On September 17th, 1896 the first 150 inmates were brought to the prison. By the early 1930’s the prison was extremely overcrowded and outdated. It wasn’t until the 1980’s that Mansfield Reformatory was deemed unfit to serve as a prison. The state officially stopped using it as a prison in December of 1990.

The Mansfield Reformatory has an incredible list of haunted tales that are part of its long history, probably because over 200 people died within the walls of the prison. Many were murdered, others committed suicide, and a few guards were even killed during a few escape attempts.

From 1935 until 1959 Arthur Lewis Glattke was the prisons Superintendent. Glattke’s wife, Helen Bauer Glattke, died three days following an accident in November 1950 when a handgun discharged as she was reaching into a jewelry box. Rumors have it that the warden actually murdered his wife and a huge cover up ensued. Warden Glattke died following a heart attack suffered in his office on February 10th, 1959.
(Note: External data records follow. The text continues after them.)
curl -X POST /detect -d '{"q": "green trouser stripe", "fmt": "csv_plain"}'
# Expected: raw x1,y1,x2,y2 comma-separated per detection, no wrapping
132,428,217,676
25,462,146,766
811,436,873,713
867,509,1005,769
The Mansfield Reformatory is supposedly haunted with several paranormal “hotspots” such as the two chapels, the area around the warden’s office, the infirmary, and the solitary confinement area. The cell that is marked with an “X” has also been reported to have unusual activity in it. The ghosts of both warden Glattke and his wife Helen are reported to haunt the reformatory’s east administration building. Many orbs and mists have been photographed in the administrative wing over the years. Visitors to this wing have felt cold air spots while wandering its halls and have complained of camera malfunctions as well. The sound of slamming cell doors and someone running through the halls have been reported. Almost every visitor feels as though they are being watched from many of the cells. The Chapel is also an area of high paranormal activity. Orbs, mists, equipment failures, and mysterious shadows are just some of the strange events that occur here. Some people believe that the Chapel was used as an execution chamber before being converted into a place of worship.

The facility gained fame when it served as Shawshank State Prison in the 1994 movie, The Shawshank Redemption, starring Tim Robbins and Morgan Freeman. The prison today is a museum and tours and ghost hunts are offered during the summer months only.